Desde entonces siempre pensé que era el Ayuntamiento el que se hacía cargo de la recogida de las basuras. Y resulta que no: esta semana me he enterado de que lo hace una empresa privada llamada Fomento de Construcciones y Contratas que, para más señas, es de las hermanas Koplowitz. La verdad es que me he quedado perplejo: no podía imaginar que Alicia y Ester vivieran de la recogida de basuras, igual que la niña aquella de mi infancia. Pensé que los Albertos las habían dejado en mejor situación, o que les pasarían al menos una pensión digna. Y no se han conformado con reducirlas a esa condición: según leo en el periódico, han intentado quitarles también el humilde negocio de las basuras. O sea, que el Ayuntamiento sacó recientemente a subasta la cosa, y ellos presentaron una propuesta para hacerse con el negocio. Afortunadamente, por una vez ha triunfado la justicia y las hermanas Koplowitz se han hecho con el contrato. El trabajo es muy duro, pero eso les permitirá vivir dignamente, sin tener que pedir nada a nadie.

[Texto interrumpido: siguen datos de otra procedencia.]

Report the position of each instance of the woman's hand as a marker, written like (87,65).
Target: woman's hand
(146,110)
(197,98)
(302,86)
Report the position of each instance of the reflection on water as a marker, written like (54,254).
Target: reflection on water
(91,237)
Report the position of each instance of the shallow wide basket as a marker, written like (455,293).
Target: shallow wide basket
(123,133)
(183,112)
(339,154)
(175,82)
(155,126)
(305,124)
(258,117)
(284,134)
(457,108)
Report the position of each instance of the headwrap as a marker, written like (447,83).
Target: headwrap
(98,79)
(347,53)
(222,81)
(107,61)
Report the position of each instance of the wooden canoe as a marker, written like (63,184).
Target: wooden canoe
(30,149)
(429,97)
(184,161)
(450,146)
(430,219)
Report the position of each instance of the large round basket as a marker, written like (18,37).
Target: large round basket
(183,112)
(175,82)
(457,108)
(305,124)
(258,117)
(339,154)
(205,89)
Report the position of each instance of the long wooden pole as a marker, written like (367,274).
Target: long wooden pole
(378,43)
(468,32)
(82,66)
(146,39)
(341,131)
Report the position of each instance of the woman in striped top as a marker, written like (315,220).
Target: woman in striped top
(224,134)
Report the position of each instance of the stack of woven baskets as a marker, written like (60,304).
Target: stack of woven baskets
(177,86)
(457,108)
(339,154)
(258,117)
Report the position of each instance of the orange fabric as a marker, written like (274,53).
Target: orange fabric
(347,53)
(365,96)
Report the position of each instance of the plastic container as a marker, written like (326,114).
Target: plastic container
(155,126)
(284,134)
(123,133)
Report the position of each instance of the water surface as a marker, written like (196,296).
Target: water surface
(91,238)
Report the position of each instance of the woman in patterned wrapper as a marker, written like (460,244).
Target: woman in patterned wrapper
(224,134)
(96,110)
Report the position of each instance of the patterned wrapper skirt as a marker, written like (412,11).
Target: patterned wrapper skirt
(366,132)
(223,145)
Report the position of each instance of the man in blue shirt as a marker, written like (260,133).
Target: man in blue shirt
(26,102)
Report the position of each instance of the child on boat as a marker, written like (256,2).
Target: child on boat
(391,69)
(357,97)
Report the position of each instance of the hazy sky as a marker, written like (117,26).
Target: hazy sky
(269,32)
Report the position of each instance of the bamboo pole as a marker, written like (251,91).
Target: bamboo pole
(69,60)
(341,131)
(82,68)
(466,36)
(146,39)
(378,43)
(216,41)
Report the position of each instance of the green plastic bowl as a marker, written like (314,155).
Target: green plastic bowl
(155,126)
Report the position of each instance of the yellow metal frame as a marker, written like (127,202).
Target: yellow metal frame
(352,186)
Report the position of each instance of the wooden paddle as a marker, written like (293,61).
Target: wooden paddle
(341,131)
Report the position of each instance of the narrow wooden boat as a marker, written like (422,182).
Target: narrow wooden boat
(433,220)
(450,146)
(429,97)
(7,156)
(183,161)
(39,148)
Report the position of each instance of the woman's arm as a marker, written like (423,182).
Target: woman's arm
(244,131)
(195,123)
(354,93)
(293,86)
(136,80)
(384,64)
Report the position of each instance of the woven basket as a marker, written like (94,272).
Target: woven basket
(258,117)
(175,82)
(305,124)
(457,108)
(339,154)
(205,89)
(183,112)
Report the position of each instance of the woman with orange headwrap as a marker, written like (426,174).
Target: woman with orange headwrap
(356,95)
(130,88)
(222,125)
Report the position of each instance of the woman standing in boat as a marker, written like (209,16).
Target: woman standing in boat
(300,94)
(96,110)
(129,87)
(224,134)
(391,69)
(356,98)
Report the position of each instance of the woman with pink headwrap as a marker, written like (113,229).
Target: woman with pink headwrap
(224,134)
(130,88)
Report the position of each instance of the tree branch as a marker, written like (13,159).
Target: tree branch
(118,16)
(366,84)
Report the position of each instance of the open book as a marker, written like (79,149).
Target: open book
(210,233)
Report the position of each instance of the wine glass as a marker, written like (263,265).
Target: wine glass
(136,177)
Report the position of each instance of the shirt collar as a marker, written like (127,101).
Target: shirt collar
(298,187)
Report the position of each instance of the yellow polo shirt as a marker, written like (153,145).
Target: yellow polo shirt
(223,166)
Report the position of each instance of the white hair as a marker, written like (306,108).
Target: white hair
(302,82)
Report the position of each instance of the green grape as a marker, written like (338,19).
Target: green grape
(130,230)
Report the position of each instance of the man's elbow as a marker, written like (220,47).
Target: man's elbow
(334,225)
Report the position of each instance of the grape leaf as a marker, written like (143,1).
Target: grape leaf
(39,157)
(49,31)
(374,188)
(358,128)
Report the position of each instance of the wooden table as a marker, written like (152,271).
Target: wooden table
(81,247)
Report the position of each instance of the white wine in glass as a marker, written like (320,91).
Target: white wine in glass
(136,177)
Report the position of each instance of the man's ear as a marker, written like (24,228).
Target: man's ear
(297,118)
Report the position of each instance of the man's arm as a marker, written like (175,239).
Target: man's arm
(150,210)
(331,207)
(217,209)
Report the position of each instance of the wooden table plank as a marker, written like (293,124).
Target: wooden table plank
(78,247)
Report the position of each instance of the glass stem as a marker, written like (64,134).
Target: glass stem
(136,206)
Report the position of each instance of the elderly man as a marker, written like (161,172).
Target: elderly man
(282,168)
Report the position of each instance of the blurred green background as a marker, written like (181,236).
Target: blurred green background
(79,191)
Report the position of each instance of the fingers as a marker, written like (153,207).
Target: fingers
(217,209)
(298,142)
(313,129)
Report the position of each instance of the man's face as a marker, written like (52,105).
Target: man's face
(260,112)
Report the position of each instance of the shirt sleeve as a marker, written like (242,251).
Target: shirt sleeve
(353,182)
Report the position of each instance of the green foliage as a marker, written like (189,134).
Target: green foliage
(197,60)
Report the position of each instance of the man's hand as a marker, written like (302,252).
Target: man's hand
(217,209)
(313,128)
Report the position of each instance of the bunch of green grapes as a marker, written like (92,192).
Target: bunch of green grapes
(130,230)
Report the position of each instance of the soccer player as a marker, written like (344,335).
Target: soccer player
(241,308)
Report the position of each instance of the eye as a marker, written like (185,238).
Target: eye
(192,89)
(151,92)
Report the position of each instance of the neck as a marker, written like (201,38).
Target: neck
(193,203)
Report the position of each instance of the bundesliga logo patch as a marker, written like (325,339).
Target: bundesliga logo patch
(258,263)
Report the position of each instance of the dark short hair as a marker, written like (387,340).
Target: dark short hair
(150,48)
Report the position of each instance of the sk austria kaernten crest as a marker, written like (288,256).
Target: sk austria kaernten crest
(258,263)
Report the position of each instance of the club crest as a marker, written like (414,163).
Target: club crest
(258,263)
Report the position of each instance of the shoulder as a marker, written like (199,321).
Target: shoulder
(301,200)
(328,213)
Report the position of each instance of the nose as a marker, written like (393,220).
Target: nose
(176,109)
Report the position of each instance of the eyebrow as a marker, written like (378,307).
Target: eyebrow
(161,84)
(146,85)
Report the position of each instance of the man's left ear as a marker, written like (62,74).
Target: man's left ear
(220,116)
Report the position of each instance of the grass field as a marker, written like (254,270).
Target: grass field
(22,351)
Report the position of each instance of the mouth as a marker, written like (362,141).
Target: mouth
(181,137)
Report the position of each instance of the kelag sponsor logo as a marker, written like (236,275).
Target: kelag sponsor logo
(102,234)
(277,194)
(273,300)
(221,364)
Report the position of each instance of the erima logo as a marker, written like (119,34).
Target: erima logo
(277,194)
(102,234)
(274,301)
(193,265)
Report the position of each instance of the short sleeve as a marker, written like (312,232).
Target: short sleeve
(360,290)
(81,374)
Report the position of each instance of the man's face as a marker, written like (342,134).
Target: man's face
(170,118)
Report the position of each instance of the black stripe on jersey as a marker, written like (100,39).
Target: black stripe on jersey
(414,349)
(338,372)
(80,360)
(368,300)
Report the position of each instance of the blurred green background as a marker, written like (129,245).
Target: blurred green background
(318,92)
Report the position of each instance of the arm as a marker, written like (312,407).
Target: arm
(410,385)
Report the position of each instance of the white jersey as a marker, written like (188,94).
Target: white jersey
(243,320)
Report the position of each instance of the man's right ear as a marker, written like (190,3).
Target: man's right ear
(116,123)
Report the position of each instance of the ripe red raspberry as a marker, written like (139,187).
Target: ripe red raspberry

Para mí, en cierto modo, esto ha sido como regresar a la infancia. Ahora, por la mañana, mientras contemplo por la ventana el camión de la basura, me acuerdo de aquella niña huérfana y me hago la fantasía de que ha crecido, convirtiéndose en dos. Esto no es raro: hay mucha gente que se divide cuando crece. Lo raro es volver a vivir con esta intensidad la infancia. El cubo de la basura ha cobrado de nuevo un significado especial. No se me ocurre tirar en él cosas húmedas, qué asco. Y los cartones de leche desnatada los friego con Fairy antes de deshacerme de ellos, igual que los envases de yogur. En fin, procuro que mi basura esté muy limpia para que Alicia y Ester no le hagan ascos. Y de vez en cuando, si ando bien de dinero, meto dentro un regalo, no una naranja, que hoy día una naranja la tiene cualquiera, sino un libro de poemas encuadernado en piel, o un perfume. Detalles. En cuanto a los posos del café, me los como porque oscurecen mucho la basura.